There are also exchange-traded funds, such as Aberdeen’s GLTR, that offer exposure to a basket of physical metals gold, silver, platinum and palladium, Ms. Amir said.
Rory Hunter, head of emerging and smaller companies at boutique Australian investment manager SG Hiscock & Company, has a similar view.
“The opportunity in critical minerals today is one of the most compelling themes we see anywhere in global markets,” he said.
“The structural drivers behind this are strong and we expect this to continue in the coming years.”
Small-scale gold and critical mineral miners, many of whom are listed on the ASX, should benefit from growing AI investment and energy transition needs, he said.
“If you look at global trends, the magnitude of AI-related capital expenditure and the structure of energy generation and transmission required to support this, the demand profile for key commodities such as copper, silver, uranium and a suite of more niche critical minerals is becoming increasingly stronger.”
Mr. Hunter noted that China is increasingly weaponizing its supply of critical metals, adding to the dynamic.
But Mr. Hunter was less optimistic about the outlook for small industrial companies, which he said were facing the negative effects of rising interest rates.

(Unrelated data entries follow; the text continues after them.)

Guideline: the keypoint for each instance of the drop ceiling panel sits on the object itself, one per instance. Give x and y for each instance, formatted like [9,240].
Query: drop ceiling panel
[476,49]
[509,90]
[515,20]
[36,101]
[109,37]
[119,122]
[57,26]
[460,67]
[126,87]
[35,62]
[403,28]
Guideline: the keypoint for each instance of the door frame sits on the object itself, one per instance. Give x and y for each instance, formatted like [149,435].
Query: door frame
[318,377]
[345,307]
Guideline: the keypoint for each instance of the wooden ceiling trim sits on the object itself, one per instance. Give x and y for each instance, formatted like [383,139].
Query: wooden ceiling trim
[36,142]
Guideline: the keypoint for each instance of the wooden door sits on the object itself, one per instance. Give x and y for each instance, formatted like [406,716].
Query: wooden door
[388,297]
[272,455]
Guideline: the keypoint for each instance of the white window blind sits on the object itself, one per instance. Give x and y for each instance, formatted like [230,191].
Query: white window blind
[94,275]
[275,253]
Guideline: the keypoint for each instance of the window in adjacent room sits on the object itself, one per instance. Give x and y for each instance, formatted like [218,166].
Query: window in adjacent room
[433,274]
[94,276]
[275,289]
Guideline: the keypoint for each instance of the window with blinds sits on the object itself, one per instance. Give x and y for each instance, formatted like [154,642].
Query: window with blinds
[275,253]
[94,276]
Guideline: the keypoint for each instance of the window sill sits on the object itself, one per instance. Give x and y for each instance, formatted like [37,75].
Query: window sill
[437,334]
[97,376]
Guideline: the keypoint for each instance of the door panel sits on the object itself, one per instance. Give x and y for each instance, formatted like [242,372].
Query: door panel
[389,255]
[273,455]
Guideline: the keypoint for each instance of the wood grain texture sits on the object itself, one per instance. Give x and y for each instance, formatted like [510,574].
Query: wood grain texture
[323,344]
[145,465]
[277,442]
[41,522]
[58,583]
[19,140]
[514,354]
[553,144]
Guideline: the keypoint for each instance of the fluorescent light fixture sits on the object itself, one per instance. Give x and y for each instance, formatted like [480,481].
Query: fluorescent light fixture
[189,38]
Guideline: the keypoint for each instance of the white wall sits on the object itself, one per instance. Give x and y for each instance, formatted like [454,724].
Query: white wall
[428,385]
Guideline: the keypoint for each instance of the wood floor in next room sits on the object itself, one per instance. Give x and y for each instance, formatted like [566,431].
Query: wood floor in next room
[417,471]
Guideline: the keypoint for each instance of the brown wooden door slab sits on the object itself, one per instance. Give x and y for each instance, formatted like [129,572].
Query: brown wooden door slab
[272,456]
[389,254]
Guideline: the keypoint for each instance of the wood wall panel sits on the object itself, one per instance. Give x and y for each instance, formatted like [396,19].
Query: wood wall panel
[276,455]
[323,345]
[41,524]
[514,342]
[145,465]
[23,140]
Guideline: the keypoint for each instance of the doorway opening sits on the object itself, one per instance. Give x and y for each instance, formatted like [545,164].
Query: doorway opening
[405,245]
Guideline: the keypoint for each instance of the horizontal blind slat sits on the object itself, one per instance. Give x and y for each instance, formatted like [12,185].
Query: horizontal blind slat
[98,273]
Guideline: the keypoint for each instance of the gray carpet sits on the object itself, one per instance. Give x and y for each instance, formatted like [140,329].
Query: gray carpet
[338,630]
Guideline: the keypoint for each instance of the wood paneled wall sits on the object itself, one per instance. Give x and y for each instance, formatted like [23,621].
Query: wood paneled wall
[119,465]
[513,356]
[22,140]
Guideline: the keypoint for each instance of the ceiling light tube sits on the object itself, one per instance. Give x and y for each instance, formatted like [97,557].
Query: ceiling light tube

Another trend for 2025 was the remarkable performance of defense-related stocks amid wars in Ukraine and Gaza and tensions and hostilities elsewhere.
ASX’s Droneshield would end the year up more than fourfold despite a sell-off in October and November; This means it will deliver the best performance of any company on the ASX200.
Fellow defense contractor Electro Optic Systems, an ASX300 constituent, is up sevenfold for the year and shipbuilder Austal is also up 115 per cent.
In the United States, military contractor RTX Corp, formerly known as Raytheon, grew 59 percent, while Palantir Technologies was on track for a 145 percent increase in 2025.
“Frankly, it’s the largest software defense company in the world,” Ms. Amir said of Palantir, which was co-founded by controversial tech billionaire Peter Thiel.
“Yes, they are variables, so yes, people will love to hate them. They break up because quality companies are not immune to pullbacks, but as we know, smart investors buy pullbacks.”
After Droneshield, the ASX200’s top gainers for 2025 are lithium developer Liontown (207%), followed by five gold miners: Genesis Minerals, Catalyst Metals, Evolution Mining, Newmont Corp. and Capricorn Metals.
On the other hand, IDP Education, Telex Pharmaceuticals, Treasury Wine Estate, Guzman Y Gomez and Wisetech Global were the worst performers on the ASX200, with losses of 54.3 to 43.8 per cent.